Did another 2hr run on the Sunday, loads of hills and mud again, this took me past the 50 mile mark for the week. Feeling a bit more confident but would have preferred to get a 5hr run done, but had to be more sensible than stupid. The next few weeks were tapering weeks, where I put on 6 lbs while I was carb loading. I didn’t want to get bored of the food so I chopped and changed a lot but ensured I got the essentials in. I did force myself to eat at times, and I did go hours without food for whatever reason. But I did try and eat at least 3,500 calories every single day.
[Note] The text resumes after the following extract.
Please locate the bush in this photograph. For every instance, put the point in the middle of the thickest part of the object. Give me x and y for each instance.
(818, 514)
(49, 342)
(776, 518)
Food preparation was so important, and looking back now, staying up late and waking up early in the morning to cook has paid off.


The last 2 weeks before the Ultra, I still worked with my Injury Rehab & Personal Training client, and did the Rugby Munchkins classes on Sundays which kept me active. But I only managed to run 8 miles in the last 2 weeks. Big reason behinds this were the planning of the ultra, and trying to do as much work as possible before I get my week off after the ultra. It was a very intense fortnight. Both runs were intense in pace, but one was flat and the other hilly. Both were needed and definitely beneficial as I really had started to feel fat from carb loading.


About 10 days before the event, I was getting nervous about it. Going from 26.2 miles to 69 iss an enormous jump, let alone the terrain and running in places which I’ve never heard of. I stumbled across a Facebook group, Rat Race The Wall 2014 which really did help with me pre-race nerves. Lots of runners posting on there, both experienced or new and it was humbling to know that I wasn’t the only person to be going through the same emotions. Lots of useful and useless but funny posts were shared, it was perfect to calm my nerves down. But I was on the fence between being excited about the event and nervous about going into the unknown. I found out that The Wall is the longest Ultramarathon in the UK & is regarded as one of the hardest courses. Having this knowledge made me feel buzzing for the event & meeting new people, but I kept my feet on the floor by mentally preparing myself hours of pain in very tough conditions & embracing difficult situations.


Moving onto the event, it was a mad rush to get things sorted. Every time I went on the PC I did work for my clients just so I could concentrate on packing for the event towards the end of the week. My To Do list was growing quicker than the list of Luis Suarez jokes & my brain was in overdrive with regards to the things I had to do with work and the event. Thursday night was my last client for the week, I decided to go to a friends house and watch the England v Uruguay match rather than rush home and cook food. I wanted a good night’s sleep and wake up at 6am Friday so I could have time and space to prepare everything.


I conclude this post by stating that the past 10 weeks were arguably one of the hardest in terms of planning, juggling & organising both for work and the event. At times I was as stressed as I was in my final year at uni, which was a cause for concern. My next post will describe what happened from 6am Friday morning until Tuesday 24th June. My friends know me well enough to know that I’m unable to shorten long stories, I just don’t have that skill! Unfortunately I can’t shorten the description of the event, and I will try and piece things together in sequence about the course.